Now that we’re past the election, can we finally put aside the war on women accusations and rhetoric? There are signs that this political tactic, which the left has been using to garner female votes, has lost its effectiveness.
Make no mistake, a gender gap still favors Democrats. But the party’s strategy, painting conservative Republicans as conducting a war on women, has pretty well petered out.
In the 2014 election cycle, the left’s principal candidates in this war were Colorado Senator Mark Udall, running for a second term, and Texas State Senator Wendy Davis, running for governor. Both lost. Wendy Davis lost big.
Senator Udall focused tremendous campaign energy on contraception — drowning out other important issues. He actually tanked among women.
Wendy Davis — famous for her 2013 filibuster for late term abortion — simply couldn’t get beyond that issue. Really, what were Texas Democrats thinking in nominating a person who earned the nickname, “Abortion Barbie?”
Planned Parenthood campaigned heavily for both these candidates, claiming to have knocked on a million doors and made two million phone calls on behalf of these two.
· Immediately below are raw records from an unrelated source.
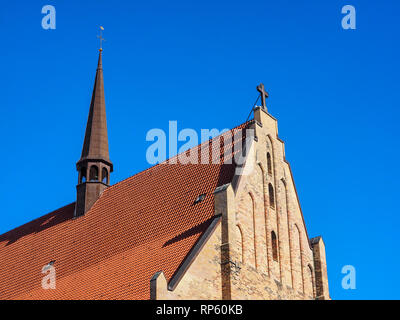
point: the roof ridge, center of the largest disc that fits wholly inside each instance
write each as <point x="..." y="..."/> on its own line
<point x="175" y="156"/>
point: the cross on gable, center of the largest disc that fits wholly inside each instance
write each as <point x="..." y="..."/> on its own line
<point x="263" y="94"/>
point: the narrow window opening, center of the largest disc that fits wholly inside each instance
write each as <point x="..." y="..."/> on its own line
<point x="271" y="196"/>
<point x="200" y="198"/>
<point x="94" y="173"/>
<point x="104" y="176"/>
<point x="274" y="246"/>
<point x="269" y="163"/>
<point x="82" y="177"/>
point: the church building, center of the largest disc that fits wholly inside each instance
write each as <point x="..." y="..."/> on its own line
<point x="226" y="229"/>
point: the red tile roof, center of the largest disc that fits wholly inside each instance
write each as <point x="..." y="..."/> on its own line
<point x="144" y="224"/>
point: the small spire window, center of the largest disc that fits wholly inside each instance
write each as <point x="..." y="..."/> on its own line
<point x="271" y="196"/>
<point x="104" y="176"/>
<point x="94" y="173"/>
<point x="274" y="246"/>
<point x="82" y="177"/>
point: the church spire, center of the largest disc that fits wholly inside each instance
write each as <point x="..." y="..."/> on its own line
<point x="94" y="166"/>
<point x="96" y="141"/>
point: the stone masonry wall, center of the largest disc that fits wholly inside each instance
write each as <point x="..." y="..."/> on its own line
<point x="261" y="249"/>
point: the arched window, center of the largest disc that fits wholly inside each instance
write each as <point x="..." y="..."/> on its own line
<point x="104" y="175"/>
<point x="269" y="163"/>
<point x="311" y="275"/>
<point x="274" y="246"/>
<point x="94" y="173"/>
<point x="271" y="196"/>
<point x="82" y="177"/>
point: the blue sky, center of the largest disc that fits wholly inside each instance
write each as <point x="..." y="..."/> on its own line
<point x="333" y="91"/>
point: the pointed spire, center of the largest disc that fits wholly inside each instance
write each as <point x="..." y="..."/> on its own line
<point x="94" y="167"/>
<point x="95" y="146"/>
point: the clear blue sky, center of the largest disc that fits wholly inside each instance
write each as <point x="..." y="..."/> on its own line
<point x="333" y="91"/>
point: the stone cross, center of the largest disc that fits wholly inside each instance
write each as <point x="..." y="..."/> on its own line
<point x="264" y="94"/>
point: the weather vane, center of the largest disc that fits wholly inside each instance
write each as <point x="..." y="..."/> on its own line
<point x="101" y="38"/>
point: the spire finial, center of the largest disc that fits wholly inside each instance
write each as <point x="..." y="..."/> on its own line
<point x="100" y="36"/>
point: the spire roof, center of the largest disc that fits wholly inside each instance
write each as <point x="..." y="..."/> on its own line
<point x="95" y="146"/>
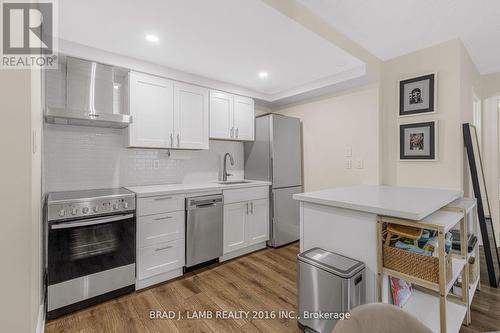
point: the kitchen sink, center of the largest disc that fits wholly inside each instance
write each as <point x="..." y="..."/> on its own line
<point x="230" y="182"/>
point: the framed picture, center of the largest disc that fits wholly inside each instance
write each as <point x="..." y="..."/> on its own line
<point x="417" y="95"/>
<point x="417" y="141"/>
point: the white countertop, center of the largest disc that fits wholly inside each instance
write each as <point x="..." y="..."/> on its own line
<point x="403" y="202"/>
<point x="153" y="190"/>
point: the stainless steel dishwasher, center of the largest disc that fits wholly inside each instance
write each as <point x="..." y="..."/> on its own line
<point x="204" y="229"/>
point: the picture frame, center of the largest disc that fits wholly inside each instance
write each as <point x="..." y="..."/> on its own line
<point x="417" y="95"/>
<point x="418" y="141"/>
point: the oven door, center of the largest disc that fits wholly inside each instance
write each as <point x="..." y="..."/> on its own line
<point x="83" y="247"/>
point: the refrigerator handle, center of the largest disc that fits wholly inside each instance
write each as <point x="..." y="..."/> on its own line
<point x="272" y="169"/>
<point x="272" y="205"/>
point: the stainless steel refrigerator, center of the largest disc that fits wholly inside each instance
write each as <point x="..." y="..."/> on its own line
<point x="276" y="156"/>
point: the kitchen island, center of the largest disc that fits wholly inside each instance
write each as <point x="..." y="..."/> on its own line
<point x="344" y="220"/>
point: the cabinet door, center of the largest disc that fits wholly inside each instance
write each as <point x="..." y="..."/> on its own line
<point x="258" y="221"/>
<point x="221" y="115"/>
<point x="190" y="116"/>
<point x="235" y="216"/>
<point x="152" y="110"/>
<point x="244" y="118"/>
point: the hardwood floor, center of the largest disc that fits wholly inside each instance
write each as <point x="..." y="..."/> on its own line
<point x="264" y="281"/>
<point x="485" y="308"/>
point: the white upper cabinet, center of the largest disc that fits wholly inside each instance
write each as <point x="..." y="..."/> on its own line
<point x="244" y="118"/>
<point x="190" y="116"/>
<point x="221" y="115"/>
<point x="151" y="104"/>
<point x="232" y="117"/>
<point x="167" y="114"/>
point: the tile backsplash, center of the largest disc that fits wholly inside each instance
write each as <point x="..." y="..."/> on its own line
<point x="78" y="157"/>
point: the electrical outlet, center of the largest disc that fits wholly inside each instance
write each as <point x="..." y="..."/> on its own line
<point x="359" y="164"/>
<point x="348" y="152"/>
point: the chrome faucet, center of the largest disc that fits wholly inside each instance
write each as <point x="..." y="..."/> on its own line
<point x="224" y="171"/>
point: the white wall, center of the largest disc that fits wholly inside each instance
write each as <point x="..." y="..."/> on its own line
<point x="20" y="201"/>
<point x="78" y="157"/>
<point x="330" y="125"/>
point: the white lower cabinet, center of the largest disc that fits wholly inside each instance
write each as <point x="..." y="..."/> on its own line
<point x="235" y="217"/>
<point x="160" y="239"/>
<point x="245" y="224"/>
<point x="258" y="221"/>
<point x="160" y="258"/>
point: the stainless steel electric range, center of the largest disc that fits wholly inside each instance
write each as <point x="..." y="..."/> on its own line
<point x="90" y="248"/>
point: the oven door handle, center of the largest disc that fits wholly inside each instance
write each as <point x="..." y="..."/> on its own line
<point x="87" y="223"/>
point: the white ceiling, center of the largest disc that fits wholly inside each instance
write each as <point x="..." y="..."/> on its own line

By the way, Planned Parenthood spent $18 million this campaign season to fight the so-called war on women. Other Planned Parenthood and Emily’s List favorites in supposedly tight races, like Senator Kay Hagan in North Carolina, went down to defeat.
For decades the pro-abortion regime has claimed the word choice as its own. It protects choices for abortion and for contraception that can work by causing abortion. It even expects taxpayers to pay for those things and anyone who opposed that was part of this war on women. Now, as talk of that war subsides, President Obama may, perhaps inadvertently, be starting another war on women — against the choice some women make to be stay-at-home moms. A pre-election speech he made in Rhode Island was revealing.
He was speaking in Providence, attempting to rally the female vote. He touted one of the left’s elusive goals: government-provided so-called “high quality preschool.” In defending this concept he insulted stay-at home moms. He said: “Sometimes, someone, usually mom, leaves the workplace to stay home with the kids, which leaves her earning a lower wage for the rest of her life as a result. And that’s not a choice we want Americans to make.”